Hacker News new | ask | show | jobs
by sigmoid10 359 days ago
Veo3's world model is still pretty limited. That becomes obvious very fast once you prompt out of distribution video content (i.e. stuff that you are unlikely to find on youtube). It's extremely good at creating photorealistic surfaces and lighting. It even has some reasonably solid understanding of fluid dynamics for simulating water. But for complex human behaviour (in particular certain motions) it simply lacks the training data. Although that's not really a fault of the model and I'm pretty sure there will be a way to overcome this as well. Maybe some kind of physics based simulation as supplement training data.
1 comments

What is the basis for it having a reasonable understanding of fluid dynamics? Why don’t you think it’s just regurgitating some water scenes derived from its training data, rather than generating actual fluid dynamics?
Because it can actually extrapolate to unseen cases while maintaining realism.
Ah yes, the classic “because it can” argument.
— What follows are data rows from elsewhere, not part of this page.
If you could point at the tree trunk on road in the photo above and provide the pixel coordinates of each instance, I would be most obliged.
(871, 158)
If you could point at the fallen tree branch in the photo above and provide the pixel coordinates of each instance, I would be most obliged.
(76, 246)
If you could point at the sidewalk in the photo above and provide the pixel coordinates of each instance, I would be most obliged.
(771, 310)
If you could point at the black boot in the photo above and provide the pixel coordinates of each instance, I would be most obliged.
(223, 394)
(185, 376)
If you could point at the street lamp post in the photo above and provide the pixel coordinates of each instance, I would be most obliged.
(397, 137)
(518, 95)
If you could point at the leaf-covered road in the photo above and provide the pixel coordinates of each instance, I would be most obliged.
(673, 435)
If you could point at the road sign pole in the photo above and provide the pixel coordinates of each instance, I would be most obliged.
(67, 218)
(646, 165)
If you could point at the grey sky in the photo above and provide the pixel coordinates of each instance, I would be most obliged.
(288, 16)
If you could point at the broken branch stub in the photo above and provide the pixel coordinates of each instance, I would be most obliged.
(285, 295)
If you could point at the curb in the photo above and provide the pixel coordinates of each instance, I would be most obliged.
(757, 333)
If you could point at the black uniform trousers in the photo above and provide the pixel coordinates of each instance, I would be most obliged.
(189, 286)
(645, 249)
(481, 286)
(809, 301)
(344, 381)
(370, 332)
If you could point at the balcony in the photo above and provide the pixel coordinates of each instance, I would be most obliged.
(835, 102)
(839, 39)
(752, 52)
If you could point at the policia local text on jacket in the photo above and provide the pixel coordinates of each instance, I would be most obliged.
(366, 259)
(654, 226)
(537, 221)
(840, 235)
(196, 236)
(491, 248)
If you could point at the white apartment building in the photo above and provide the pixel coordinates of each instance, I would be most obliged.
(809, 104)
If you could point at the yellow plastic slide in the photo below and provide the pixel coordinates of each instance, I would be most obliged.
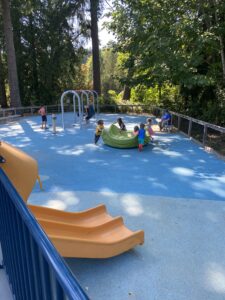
(90, 234)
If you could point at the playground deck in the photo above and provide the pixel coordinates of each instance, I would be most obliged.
(173, 190)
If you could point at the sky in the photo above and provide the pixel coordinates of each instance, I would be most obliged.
(104, 35)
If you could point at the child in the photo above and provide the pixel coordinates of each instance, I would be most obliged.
(136, 130)
(121, 124)
(42, 112)
(149, 127)
(90, 112)
(98, 131)
(141, 137)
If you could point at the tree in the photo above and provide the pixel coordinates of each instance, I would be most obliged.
(3, 100)
(11, 56)
(95, 46)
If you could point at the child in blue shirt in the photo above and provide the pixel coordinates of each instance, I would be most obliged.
(141, 137)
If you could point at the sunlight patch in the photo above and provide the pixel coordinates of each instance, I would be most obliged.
(56, 204)
(44, 177)
(107, 192)
(213, 186)
(132, 205)
(183, 171)
(215, 277)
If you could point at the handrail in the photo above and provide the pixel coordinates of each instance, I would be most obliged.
(150, 109)
(34, 267)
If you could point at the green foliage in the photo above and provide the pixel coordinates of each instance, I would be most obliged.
(48, 49)
(172, 44)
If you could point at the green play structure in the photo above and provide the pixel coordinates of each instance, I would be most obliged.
(117, 138)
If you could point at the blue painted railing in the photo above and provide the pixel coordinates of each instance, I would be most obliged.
(35, 269)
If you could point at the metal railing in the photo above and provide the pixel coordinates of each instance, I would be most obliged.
(34, 267)
(209, 135)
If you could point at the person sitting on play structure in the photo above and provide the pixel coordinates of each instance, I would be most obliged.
(98, 131)
(2, 159)
(149, 127)
(121, 124)
(165, 120)
(90, 112)
(136, 130)
(141, 137)
(42, 112)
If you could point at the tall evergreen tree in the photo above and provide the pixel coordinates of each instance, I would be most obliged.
(11, 56)
(94, 6)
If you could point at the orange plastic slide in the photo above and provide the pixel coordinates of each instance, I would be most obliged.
(21, 169)
(90, 234)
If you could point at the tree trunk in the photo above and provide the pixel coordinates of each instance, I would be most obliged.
(11, 56)
(126, 92)
(222, 54)
(3, 100)
(95, 46)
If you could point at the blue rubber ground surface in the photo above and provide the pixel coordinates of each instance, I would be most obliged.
(173, 190)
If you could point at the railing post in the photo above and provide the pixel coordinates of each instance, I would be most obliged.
(204, 135)
(189, 127)
(179, 121)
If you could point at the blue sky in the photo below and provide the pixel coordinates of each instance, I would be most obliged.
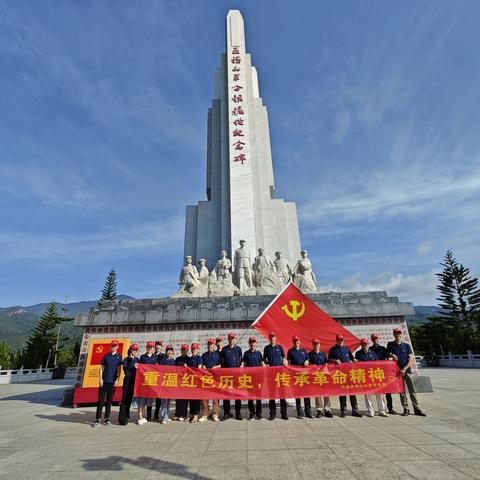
(374, 117)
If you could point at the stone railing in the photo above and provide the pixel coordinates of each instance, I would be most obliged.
(31, 375)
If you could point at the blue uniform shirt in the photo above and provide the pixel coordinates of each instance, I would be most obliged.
(340, 353)
(149, 360)
(297, 357)
(182, 361)
(195, 361)
(402, 351)
(368, 356)
(252, 359)
(231, 357)
(211, 359)
(129, 368)
(381, 351)
(273, 355)
(317, 358)
(167, 361)
(110, 363)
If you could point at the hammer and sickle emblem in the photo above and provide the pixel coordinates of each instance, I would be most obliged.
(294, 314)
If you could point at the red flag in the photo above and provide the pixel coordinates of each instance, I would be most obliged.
(293, 313)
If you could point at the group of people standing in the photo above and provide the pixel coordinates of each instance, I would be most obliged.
(231, 356)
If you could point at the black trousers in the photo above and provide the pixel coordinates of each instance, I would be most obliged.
(105, 397)
(353, 402)
(127, 394)
(181, 408)
(226, 407)
(272, 406)
(194, 407)
(255, 407)
(306, 402)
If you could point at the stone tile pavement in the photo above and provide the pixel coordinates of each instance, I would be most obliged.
(40, 440)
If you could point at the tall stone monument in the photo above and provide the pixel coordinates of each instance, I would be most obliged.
(240, 186)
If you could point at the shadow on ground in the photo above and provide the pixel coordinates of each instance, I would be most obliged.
(114, 464)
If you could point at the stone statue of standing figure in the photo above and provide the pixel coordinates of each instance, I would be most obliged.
(304, 277)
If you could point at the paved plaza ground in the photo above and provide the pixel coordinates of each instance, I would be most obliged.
(41, 440)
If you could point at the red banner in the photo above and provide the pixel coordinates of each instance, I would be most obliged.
(293, 313)
(156, 381)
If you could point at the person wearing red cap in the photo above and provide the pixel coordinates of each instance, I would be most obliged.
(130, 370)
(338, 354)
(365, 354)
(231, 358)
(210, 359)
(110, 366)
(166, 360)
(253, 358)
(382, 354)
(195, 361)
(298, 356)
(158, 402)
(148, 358)
(274, 356)
(181, 405)
(317, 357)
(402, 353)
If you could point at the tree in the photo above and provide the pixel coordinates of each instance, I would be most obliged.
(456, 328)
(109, 291)
(5, 356)
(42, 340)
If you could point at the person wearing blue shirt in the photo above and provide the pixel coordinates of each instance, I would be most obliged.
(158, 402)
(232, 358)
(366, 354)
(382, 354)
(210, 359)
(108, 379)
(317, 357)
(148, 358)
(195, 361)
(338, 354)
(298, 356)
(181, 405)
(130, 370)
(402, 353)
(274, 356)
(168, 360)
(253, 358)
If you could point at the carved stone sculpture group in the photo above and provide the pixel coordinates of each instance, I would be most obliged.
(262, 276)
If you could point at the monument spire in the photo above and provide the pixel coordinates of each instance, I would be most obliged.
(240, 186)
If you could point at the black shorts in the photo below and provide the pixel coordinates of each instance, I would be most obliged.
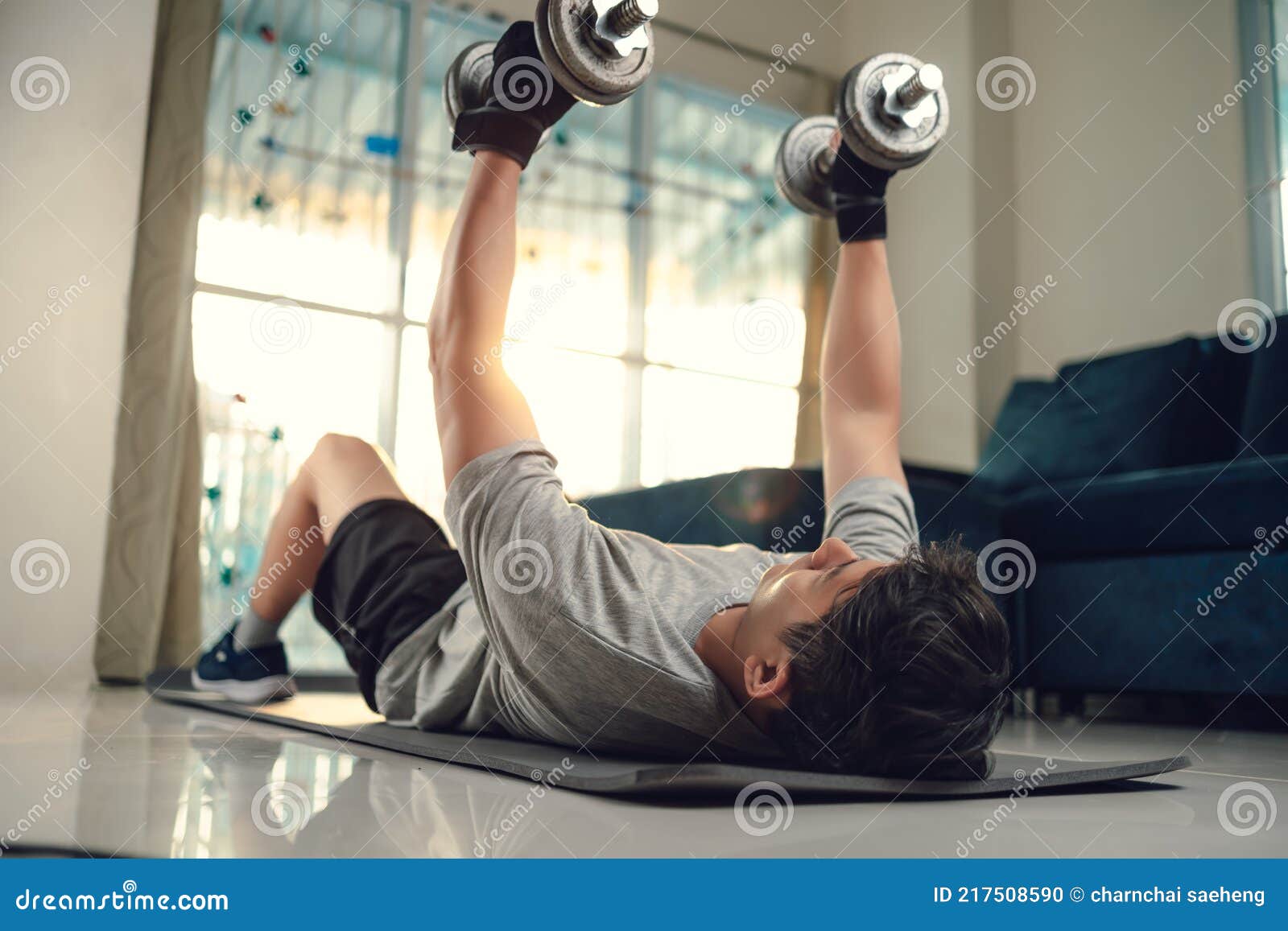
(388, 570)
I’ll take that to mean you don’t know what you’re talking about.
It seems you are confusing this with a personal opinion. This is not my opinion. This is merely the consensus of current research.

See here for example:

[1] https://arxiv.org/pdf/2410.18072

[2] https://arxiv.org/pdf/2411.02914v1

[3] https://openai.com/index/video-generation-models-as-world-si...

But even if you knew nothing about this topic, the observation that you simply couldn't store the necessary amount of video data in a model such that it could simply regurgitate it should give you a big clue as to what is happening.